MRI Shows Heart Ages Differently in Women Than in Men
The main pumping chamber of the heart ages differently in men and women, according to a recent MRI study published online in the journal Radiology. Researchers said the findings may support different treatment approaches for men and women with heart disease.
The mass of the left ventricle—the chamber of the heart that pumps blood throughout the body—is a predictor of cardiovascular events. The ventricle walls may thicken from having to work harder to pump blood in the presence of high blood pressure or other conditions.
Studies have shown both increases and decreases in left ventricular mass with age. Many of these studies have been cross-sectional, or focused on one point in time, and based on comparisons between the young and old, which doesn't account for different lifestyles and other historical factors. But for the new study, researchers were able to assess long-term changes in the same people by acquiring a baseline cardiac MRI and then comparing it with another taken at a later date.

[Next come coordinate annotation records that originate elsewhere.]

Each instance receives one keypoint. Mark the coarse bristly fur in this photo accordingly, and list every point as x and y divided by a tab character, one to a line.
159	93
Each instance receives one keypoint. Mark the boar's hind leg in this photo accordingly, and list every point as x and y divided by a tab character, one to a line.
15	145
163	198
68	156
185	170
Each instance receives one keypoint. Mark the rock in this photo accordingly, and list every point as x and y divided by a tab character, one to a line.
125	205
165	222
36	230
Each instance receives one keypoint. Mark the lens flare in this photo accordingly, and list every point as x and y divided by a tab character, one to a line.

"We had the opportunity to reexamine the same people after 10 years so that we could see what happened to their hearts after a decade," says John Eng, MD, from Johns Hopkins University School of Medicine in Baltimore. "This is a more reliable way to assess left ventricular changes over time."
Eng and colleagues used cardiac MRI to study the left ventricles of 2,935 participants in the Multi-Ethnic Study of Atherosclerosis, a large observational study focused on cardiovascular disease. Participants were free of clinical cardiovascular disease at baseline and ranged in age from 54 to 94 years old at follow-up. Median time between baseline and follow-up cardiac MRI was 9.4 years.
Comparing the two genders, the researchers found something surprising: While both men and women had decreases in left ventricular volume, left ventricular mass increased in men and decreased slightly in women.
"The shape of the heart changes over time in both men and women, but the patterns of change are different," Eng says. "Men's hearts tend to get heavier and the amount of blood they hold is less, while women's hearts don't get heavier."
The reasons for the differences between left ventricular mass in men and women will require more research, Eng says. However, the findings suggest that optimum treatment for heart failure might not be the same for women and men.
"We've been talking a lot lately about personalized medicine, and here's an example where perhaps men and women might have to be treated differently," Eng says.
The study appeared to confirm the importance of blood pressure and diet to cardiac health. Increased left ventricular mass was associated with higher blood pressure and body mass index and negatively associated with treated hypertension and high-density lipoprotein cholesterol, the so-called "good" cholesterol that helps reduce the risk of heart disease.
The study also highlighted the advantages of cardiac MRI over other imaging modalities in measuring left ventricular mass.
"Most heart imaging is done by echocardiography, but the measurements require a few assumptions and may not be as precise as you would like," Eng says. "MRI gives you clearer pictures of the heart, allowing more precise computerized measurements."